In the case of utilities that are natural monopolies, for example water and railways, regulators should seek not only to avoid detriments but also to determine the prices that companies can charge for the goods and services they provide. Prices and permitted rates of return on capital employed should relate to the positive outcomes and impacts that companies have on their customers, communities and environment as well as to the avoidance of detriments. For example, there is currently considerable concern about discharge of raw sewage into rivers, lakes and seashores by water companies in the UK. Their performance should be measured in terms of prompt eradication of untreated sewage, as well as delivery of water of required standards to customers.
By focusing on outcomes, regulation is no different from how companies conventionally evaluate their performance in relation to the delivery of positive benefits and avoidance of negative detriments for their customers, employees, and communities, and the financial value they create for their investors in the process of doing this. It renders the concept of environmental, social and governance (ESG) factors redundant because these are just some of the many KPIs that companies employ when evaluating the outcome of their activities.

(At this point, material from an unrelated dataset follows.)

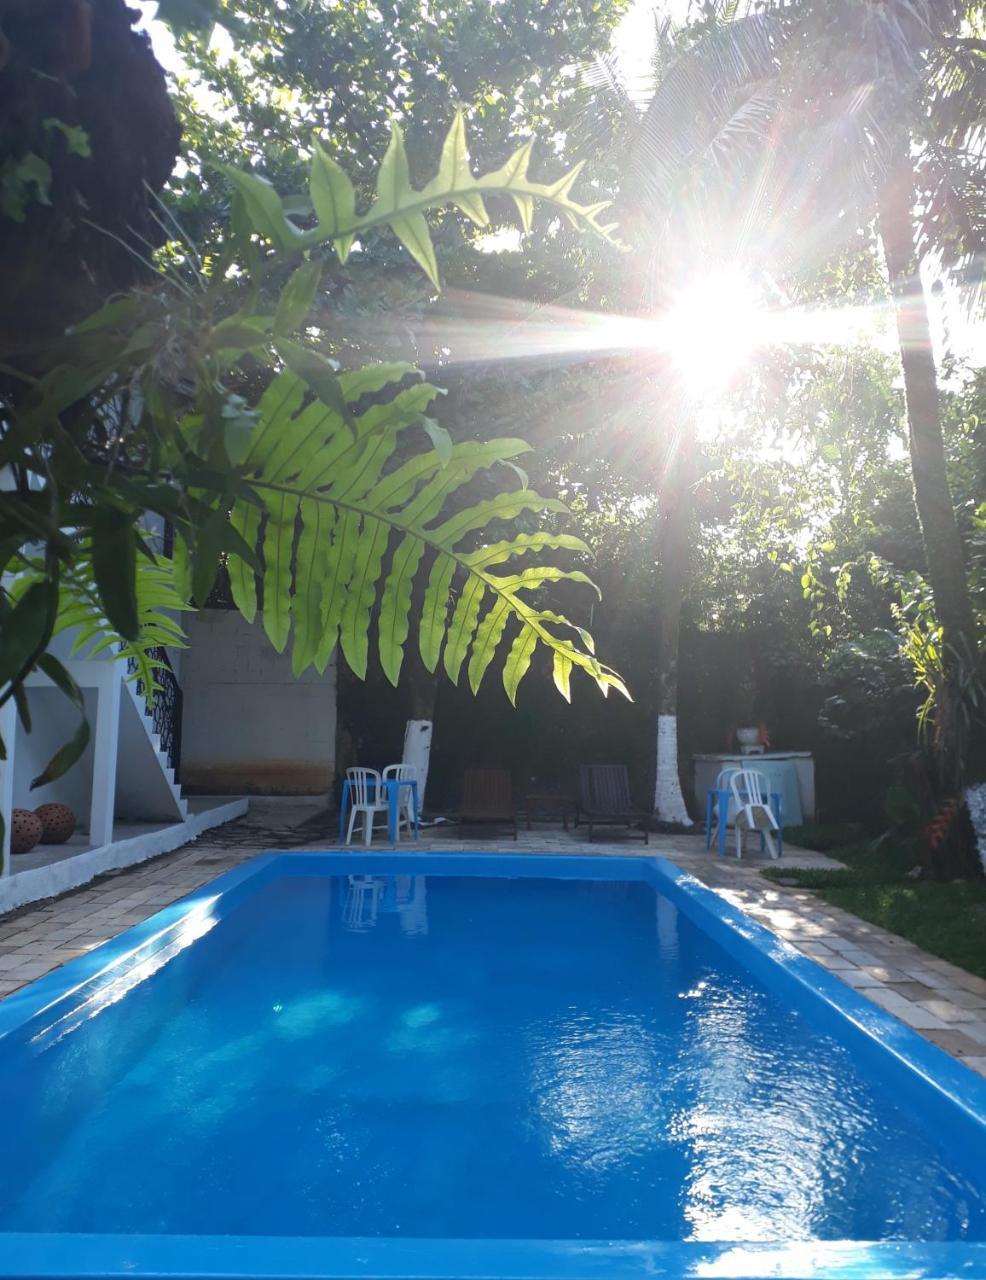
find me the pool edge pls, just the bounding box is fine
[2,847,985,1280]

This makes clear that the source of financial value creation for firms is the delivery of benefits without detriments for customers and other parties. Companies profit from solving not creating problems for others. Regulators lay down criteria by which the avoidance of detriments should be determined and the detrimental outcomes that companies must avoid or remedy in the process of delivering financial returns for their investors.
This also emphasizes the importance of “internal” as well as “external” governance of firms in the delivery of profits without detriments. It is the role of the board of a company to ensure that its strategy, values and culture are aligned with the attainment of profitable problem solving without problem creation. Regulators will wish to have oversight of this in utilities and other licensed businesses, such as banks, for which they are responsible. In particular, the internal governance should ensure that there is complete acceptance throughout the organization of the corporate purpose of profiting from problem solving not creation, and a strong understanding by everyone from the board to the shop floor of their role in delivering on the company’s problem-solving purpose.

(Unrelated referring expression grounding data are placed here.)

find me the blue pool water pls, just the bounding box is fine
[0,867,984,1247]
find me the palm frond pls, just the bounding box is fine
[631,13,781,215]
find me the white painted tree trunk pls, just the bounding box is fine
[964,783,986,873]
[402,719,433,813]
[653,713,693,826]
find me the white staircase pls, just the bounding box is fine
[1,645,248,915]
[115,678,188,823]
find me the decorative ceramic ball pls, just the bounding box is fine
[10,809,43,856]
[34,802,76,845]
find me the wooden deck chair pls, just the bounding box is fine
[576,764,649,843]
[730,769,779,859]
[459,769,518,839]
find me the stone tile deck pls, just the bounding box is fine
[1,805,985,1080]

Most significantly, this approach addresses and resolves the political polarization that regulation has created. There is no conflict between sound and effective regulation to align corporate interests with those of communities and the environment, and the interests of business, politicians and society in economic activity, growth, employment and investment. A focus on financial value creation from problem solving encourages greater economic activity because it aligns the interests of governments in delivering public benefits with those of business in making money.
This is therefore a way of forging effective partnerships between private and public sectors for the benefit of both, where at present there is a high level of mistrust and conflict between the two parties. Companies profit from solving the problems that governments wish to address in the public interest, and governments in turn support companies that do this through public procurement, investment, subsidies, public charters and licences. Outcome-based regulation that ensures profiting without harm thereby allows companies to capitalize on the positive externalities that they create for the benefit of society and the natural world, as well as their customers and investors.